Welcome to your Summer Garden Clinic Journal
A new year provides a chance to reassess how you garden. Every aspect of our hobby is undergoing changes and challenges and filtering the information is problematic.
Research and development in gardening has never been more focused or intense. Tempting new hybrid plants are arriving at garden centres every week. There is, of course, a limit to what local plant retailers can stock, space is always at a premium and in the process of introducing the latest releases often results in tried-and-true varieties being replaced depriving gardeners of reliable, old timers that are disease free, hardy, and good value. But is it that simple, progress has multiple aspects to it.
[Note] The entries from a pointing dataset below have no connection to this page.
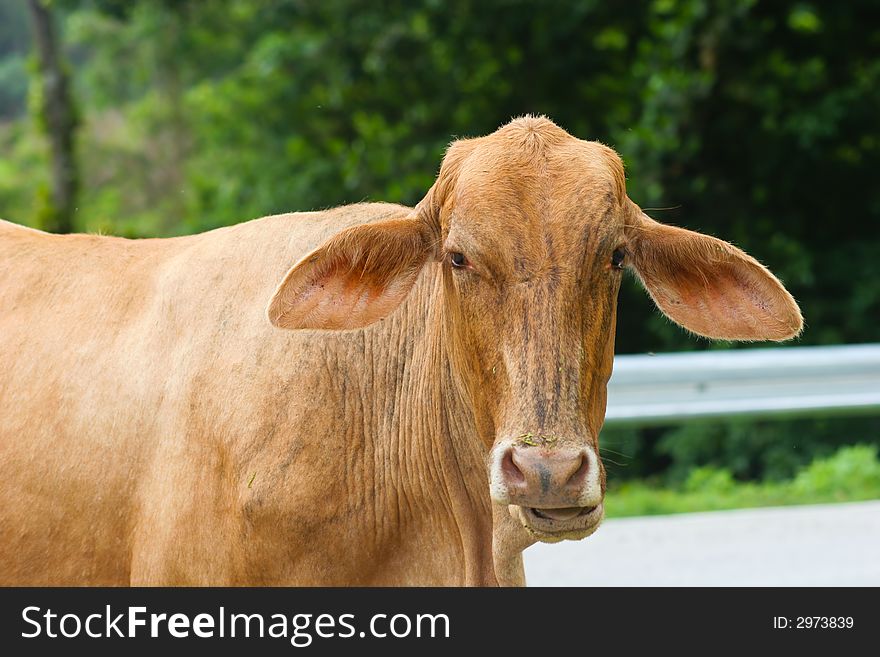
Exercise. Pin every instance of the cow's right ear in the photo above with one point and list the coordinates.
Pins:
(354, 279)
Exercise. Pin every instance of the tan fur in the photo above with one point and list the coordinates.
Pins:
(157, 429)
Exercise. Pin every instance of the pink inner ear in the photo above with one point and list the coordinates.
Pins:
(727, 300)
(335, 296)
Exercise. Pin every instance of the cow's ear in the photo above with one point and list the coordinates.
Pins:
(708, 286)
(354, 279)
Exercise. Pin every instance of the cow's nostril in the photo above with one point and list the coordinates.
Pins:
(512, 473)
(579, 476)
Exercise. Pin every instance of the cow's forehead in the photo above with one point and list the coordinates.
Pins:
(534, 170)
(523, 187)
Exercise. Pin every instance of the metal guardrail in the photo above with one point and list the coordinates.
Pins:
(793, 381)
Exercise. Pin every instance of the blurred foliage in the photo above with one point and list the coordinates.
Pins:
(851, 474)
(758, 122)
The fertiliser world is also in the process of being revolutionised as science challenges old faithful remedies and techniques handed down through generations. No longer is an N:P:K or blood and bone feed able to accurately solve all our plant nutrition problems. We now know it is more complex with some traditional fertilisers doing more harm than good to our garden soils. Biological remedies, research into beneficial soil bacteria and fungi are leading the charge in this new world of plant health. To say something is ‘organic’, inferring it is superior, is no longer a correct, automatic assumption.
The internet is of little use mostly filled with unreviewed and inaccurate information, especially for novice gardeners. Seeking out reliable, authoritative sources is an imperative when ‘googling’. Hardly a day goes by that I don’t pick up a peer reviewed book or the latest research data from the original, trusted source to answer a query.
I’ve always prided myself on being a traditional gardener and a horticulturist, proven practical techniques supported by the latest, researched based science. The 21st century is confirming that approach to be critical in our gardening pursuits.